When installing the 240V circuit your electrician is going to want to know what equipment will be plugged into the 240V outlet or wired into the junction box they would be installing. Per the electrical code, for a hard-wired EVSE connection the service panel breaker or sub-panel breaker needs to match the EVSE manufacturer's maximum amperage as stated on the equipment label on the EVSE. So for a Clipper Creek LCS-20 (the wired version of this EVSE), that has a 20 amp maximum rating, it would be correct for the electrician to install a 20 amp breaker in the electrical panel or at the sub panel (if you have one). However, for the plug in version of the same LCS-20 EVSE (in this example an LCS-20P fitted with a NEMA 14-50 plug), the electrical code permits connecting the plug-in EVSE into a receptacle rated higher (but not lower) than the rated maximum amperage of the EVSE. In this case the breaker will match the maximum voltage and amperage of the receptacle. For a NEMA 14-50 receptacle the electrician would be correct to install a 50 amp breaker.

If after installation, inspection you were to change out the 50 amp breaker for a lower amperage circuit breaker to match the maximum amperage rating of the EVSE, for example a 20, 30 or 40 amp breaker, it would be usable with your current EVSE but not correct for the receptacle per the code. If you ever upgraded your EVSE you would also need to change out the breaker at the panel for a breaker with a higher amperage rating not to exceed the 50 amp rating of the NEMA 14-50 receptacle. If you were to later move and don't reinstall the correct 50 amp breaker for the 14-50 outlet the next electrician or owner that attempts to use this 14-50 outlet would have to troubleshoot why the breaker keeps tripping whenever they attempt to operate whatever equipment is expecting 240V/50 amp to be available at the 14-50 outlet, they eventually would find that an under spec breaker had been installed and have to swap this out for the correct 50 amp breaker.

Since you are installing the EVSE inside a garage the plug in type EVSE is allowed by code. The advantages of a plug-in EVSE include: 1) being able to quickly swap out the EVSE for another unit if the EVSE fails. 2) the ability to upgrade to a higher power rated EVSE (up to the maximum rating for the outlet) yourself without requiring the services of an electrician. 3) unplug and take the EVSE with you if you move without requiring that you access, cap off the EVSE wiring inside a junction box. 4) you won't be required to install a separate service disconnect box between the service panel or sub panel and the EVSE as the plug on the EVSE serves as the service disconnect.

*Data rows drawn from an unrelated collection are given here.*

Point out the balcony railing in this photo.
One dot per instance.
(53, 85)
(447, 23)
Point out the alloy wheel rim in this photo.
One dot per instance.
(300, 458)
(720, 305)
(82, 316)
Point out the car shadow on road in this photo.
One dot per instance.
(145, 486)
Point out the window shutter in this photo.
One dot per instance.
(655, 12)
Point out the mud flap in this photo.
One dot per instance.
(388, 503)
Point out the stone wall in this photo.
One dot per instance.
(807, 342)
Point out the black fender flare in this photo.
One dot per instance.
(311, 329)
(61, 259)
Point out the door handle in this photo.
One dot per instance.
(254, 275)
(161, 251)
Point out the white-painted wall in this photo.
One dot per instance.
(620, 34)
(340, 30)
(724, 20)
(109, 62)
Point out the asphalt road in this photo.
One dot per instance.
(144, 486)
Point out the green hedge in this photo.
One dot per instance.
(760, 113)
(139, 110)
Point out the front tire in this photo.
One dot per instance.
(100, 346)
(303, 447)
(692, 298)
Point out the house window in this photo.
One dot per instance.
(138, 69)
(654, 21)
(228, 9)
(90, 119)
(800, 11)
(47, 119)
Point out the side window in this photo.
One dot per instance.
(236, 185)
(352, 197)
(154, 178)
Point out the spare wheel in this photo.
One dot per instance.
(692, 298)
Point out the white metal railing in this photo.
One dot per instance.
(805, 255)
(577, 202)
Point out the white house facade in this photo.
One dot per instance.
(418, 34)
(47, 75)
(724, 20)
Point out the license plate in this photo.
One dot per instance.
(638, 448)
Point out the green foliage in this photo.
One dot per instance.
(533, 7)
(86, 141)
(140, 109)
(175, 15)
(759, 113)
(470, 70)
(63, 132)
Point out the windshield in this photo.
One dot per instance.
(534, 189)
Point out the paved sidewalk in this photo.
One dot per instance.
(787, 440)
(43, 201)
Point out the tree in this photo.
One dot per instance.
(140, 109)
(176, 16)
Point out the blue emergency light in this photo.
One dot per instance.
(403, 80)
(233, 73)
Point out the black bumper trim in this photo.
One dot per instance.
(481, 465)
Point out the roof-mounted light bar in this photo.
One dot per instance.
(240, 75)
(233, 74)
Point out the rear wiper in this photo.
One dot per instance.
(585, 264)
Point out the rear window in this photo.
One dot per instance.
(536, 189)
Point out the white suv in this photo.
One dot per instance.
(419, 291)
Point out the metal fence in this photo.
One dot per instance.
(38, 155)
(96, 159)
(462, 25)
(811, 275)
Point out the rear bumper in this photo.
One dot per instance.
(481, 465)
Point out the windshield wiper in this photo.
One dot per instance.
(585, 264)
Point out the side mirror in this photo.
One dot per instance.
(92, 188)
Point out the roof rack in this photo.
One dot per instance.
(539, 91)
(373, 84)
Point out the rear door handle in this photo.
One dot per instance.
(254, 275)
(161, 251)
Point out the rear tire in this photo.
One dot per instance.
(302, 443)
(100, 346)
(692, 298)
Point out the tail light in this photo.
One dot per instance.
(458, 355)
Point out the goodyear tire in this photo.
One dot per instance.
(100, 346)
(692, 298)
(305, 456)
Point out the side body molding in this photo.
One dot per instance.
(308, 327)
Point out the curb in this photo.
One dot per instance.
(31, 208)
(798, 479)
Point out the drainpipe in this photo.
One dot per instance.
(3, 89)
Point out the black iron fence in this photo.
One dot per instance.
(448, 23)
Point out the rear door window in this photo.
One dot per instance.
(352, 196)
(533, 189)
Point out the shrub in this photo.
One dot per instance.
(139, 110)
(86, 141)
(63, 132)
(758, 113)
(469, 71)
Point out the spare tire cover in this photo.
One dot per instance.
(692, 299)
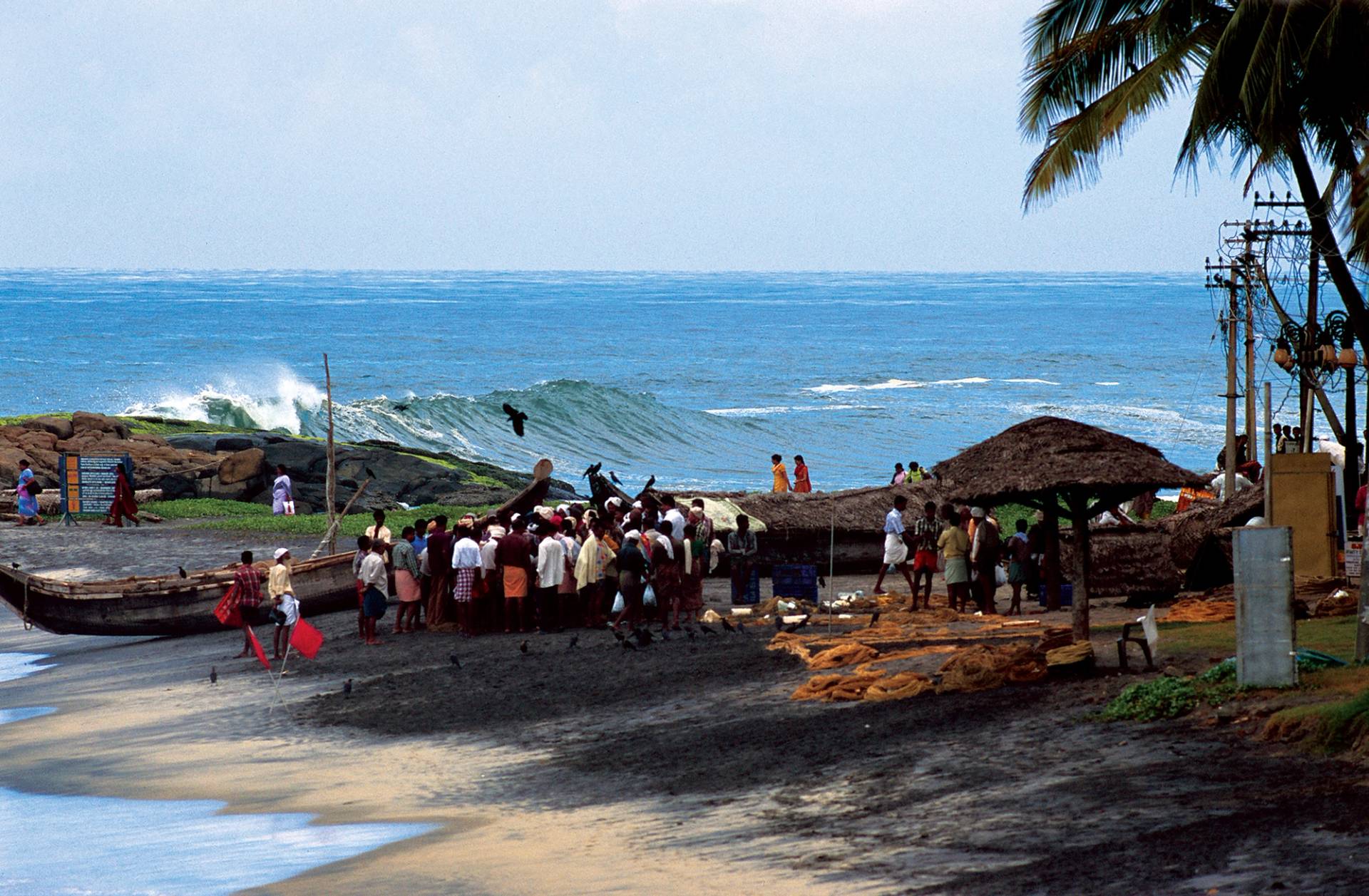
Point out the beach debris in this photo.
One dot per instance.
(1194, 610)
(516, 418)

(If you were to install the EVSE anywhere outside, i.e. not inside a garage, you would be required to hard wire the EVSE (no plug allowed by code) and install a service disconnect box between the service panel or sub panel and the EVSE. The service disconnect box would need to be installed within line of sight of the EVSE. Although a plug-in EVSE might initially costs slightly more than the wired version of the same model EVSE the cost of installing the required service disconnect box would exceed the additional cost of the plug-in version of the EVSE. There would be no savings, end up costing more to install the wired version of the EVSE because the electrician would have to install a separate service disconnect box in addition to the junction box where the circuit would be connected to the EVSE wiring.)